I generated 700 1024x1024 images of female faces using an API. I labelled them either as attractive or unattractive.
The neural net should learn which face I find attractive and which not. But the accuracy is worse than a random guess.
To crop the background I used a cascade classifier from the opencv library.
def crop_background(img):
np_img = np.array(img, dtype='uint8')
face_cascade = cv2.CascadeClassifier();
face_cascade.load(cv2.data.haarcascades + 'haarcascade_frontalface_default.xml');
faces = face_cascade.detectMultiScale(np_img)
if (len(faces) == 0):
return img
(x, y, w, h) = faces[0]
face = np_img[x:x+w, y:y+h, :]
return PILImage.create(face)
I use fastai to build a model quick.
dls = ImageDataLoaders.from_folder(
path, get_image_files(path), valid_pct=0.2, seed=42, item_tfms=[Transform(crop_background), Resize(224)], bs=4)

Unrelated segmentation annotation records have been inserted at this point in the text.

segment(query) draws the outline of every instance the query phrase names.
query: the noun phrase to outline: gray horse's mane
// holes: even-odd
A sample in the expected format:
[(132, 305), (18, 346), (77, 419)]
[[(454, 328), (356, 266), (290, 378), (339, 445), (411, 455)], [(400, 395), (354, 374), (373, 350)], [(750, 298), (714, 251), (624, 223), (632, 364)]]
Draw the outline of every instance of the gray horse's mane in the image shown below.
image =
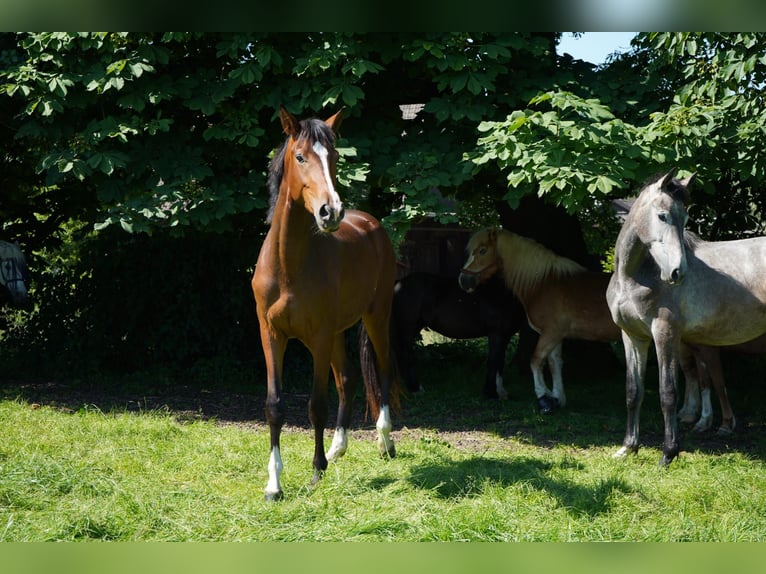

I used a pretrained resnet34 as the architecture.
learn = vision_learner(dls, resnet34, metrics=error_rate)
learn.fine_tune(2)
I expected the accuracy to be around 90%. But the accuracy is around 50% not better than random guessing.
I thought about generating more data or running for more epochs or using a different architecture.